The specter of Russia and Trump surfaced for me again last October when I was served with another subpoena for my reporting records, this one coming from lawyers for Russian billionaire businessperson Mikhail Fridman, a founder of Russia’s Alfa Bank. At the Times, I had written about Alfa Bank and a chain of thousands of computer contacts between the servers for the Trump Tower in New York and Alfa Bank in Moscow during the 2016 campaign. Alfa Bank denied any connection to Trump, and lawyers for Fridman and others at Alfa with vast financial resources behind them have been using subpoenas to try to identify the computer scientists who discovered the mysterious connection. While it wasn’t clear whether Alfa Bank’s lawyers were actually working with the Trump administration in the litigation, they clearly shared a common interest in discrediting the computer evidence, and “there’s a unity of purpose,” one lawyer involved in the litigation told the New Yorker.

My lawyers objected to the subpoena, and that case is still dragging on in federal court.

In this latest episode, I don’t know what the FBI may have found in rummaging through my phone records. Nothing, I hope, except calls for routine reporting matters and calls to and from my wife and kids. Like many Washington reporters, I started using encrypted channels and other means long ago to communicate with sensitive sources. Confidential sources are the lifeblood of national security reporters in Washington. Without them, it becomes impossible to report stories of important national interest. Forty-nine states and the District of Columbia all have some form of a “shield law” protecting journalists against disclosure of their sources. Three decades ago, when I was a young reporter with the Los Angeles Times, California’s shield law protected me from being forced to disclose where I’d gotten a batch of audio tapes that were evidence in a big murder case.

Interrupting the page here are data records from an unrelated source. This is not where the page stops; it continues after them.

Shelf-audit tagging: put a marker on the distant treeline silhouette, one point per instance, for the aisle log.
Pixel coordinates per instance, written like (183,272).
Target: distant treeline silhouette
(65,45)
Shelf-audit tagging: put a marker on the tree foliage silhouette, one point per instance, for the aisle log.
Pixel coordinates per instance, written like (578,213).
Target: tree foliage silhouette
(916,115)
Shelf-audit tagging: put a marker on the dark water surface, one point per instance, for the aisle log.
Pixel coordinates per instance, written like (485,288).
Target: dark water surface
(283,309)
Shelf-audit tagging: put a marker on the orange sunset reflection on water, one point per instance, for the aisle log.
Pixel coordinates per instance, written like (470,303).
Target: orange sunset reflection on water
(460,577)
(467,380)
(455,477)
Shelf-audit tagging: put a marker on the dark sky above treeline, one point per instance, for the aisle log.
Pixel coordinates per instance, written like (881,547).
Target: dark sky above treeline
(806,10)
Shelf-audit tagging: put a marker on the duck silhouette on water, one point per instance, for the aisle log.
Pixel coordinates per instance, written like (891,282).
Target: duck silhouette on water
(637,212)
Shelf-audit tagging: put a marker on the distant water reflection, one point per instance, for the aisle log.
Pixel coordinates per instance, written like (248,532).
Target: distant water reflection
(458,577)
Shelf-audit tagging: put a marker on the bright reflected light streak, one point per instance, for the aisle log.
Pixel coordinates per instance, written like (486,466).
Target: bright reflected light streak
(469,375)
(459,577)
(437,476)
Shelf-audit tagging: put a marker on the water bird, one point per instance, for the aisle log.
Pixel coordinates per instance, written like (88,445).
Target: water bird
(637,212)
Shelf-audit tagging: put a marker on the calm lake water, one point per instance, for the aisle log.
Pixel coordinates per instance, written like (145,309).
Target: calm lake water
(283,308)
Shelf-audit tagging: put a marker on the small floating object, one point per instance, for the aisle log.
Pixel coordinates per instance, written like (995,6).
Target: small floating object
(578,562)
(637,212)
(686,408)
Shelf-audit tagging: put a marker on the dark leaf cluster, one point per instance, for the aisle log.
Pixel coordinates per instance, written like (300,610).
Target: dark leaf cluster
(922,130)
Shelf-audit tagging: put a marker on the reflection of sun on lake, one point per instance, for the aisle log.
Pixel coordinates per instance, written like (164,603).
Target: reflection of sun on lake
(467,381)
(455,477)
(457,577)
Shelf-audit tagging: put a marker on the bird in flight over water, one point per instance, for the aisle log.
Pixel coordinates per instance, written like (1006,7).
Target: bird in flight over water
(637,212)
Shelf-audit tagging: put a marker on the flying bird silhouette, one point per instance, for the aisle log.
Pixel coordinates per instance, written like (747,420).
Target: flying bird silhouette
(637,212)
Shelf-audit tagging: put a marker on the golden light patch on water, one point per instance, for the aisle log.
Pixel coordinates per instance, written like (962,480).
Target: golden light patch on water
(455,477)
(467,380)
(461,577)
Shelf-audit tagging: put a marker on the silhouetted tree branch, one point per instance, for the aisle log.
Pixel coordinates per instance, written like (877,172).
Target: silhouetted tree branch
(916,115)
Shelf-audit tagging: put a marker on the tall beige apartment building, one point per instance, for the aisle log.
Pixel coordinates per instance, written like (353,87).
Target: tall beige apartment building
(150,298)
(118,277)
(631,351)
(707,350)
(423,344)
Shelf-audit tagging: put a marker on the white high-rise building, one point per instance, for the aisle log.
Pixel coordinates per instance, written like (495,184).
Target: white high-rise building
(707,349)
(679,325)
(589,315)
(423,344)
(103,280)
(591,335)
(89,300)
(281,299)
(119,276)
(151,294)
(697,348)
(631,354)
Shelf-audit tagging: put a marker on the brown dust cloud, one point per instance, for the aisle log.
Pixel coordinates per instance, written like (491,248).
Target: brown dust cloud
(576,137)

Yet for all the protection of journalists’ sources at the state level, the federal government — the place where it’s needed most — still doesn’t have a shield law after years of failed attempts in Congress. It’s a gaping hole in First Amendment protections for journalists, made even clearer by last week’s disclosures.

The seizure of our phone records may turn out to be a boon for journalists, however. The Justice Department announced last weekend, after two days of criticism over the seizure of our phone records, that it would no longer use subpoenas or other legal tools to obtain information about journalists’ sources. It was a major turnabout for the Biden administration, and if it holds, it’s a major boost for press freedom and the ability of journalists to get information out to the public. I just wish that had been the policy all along.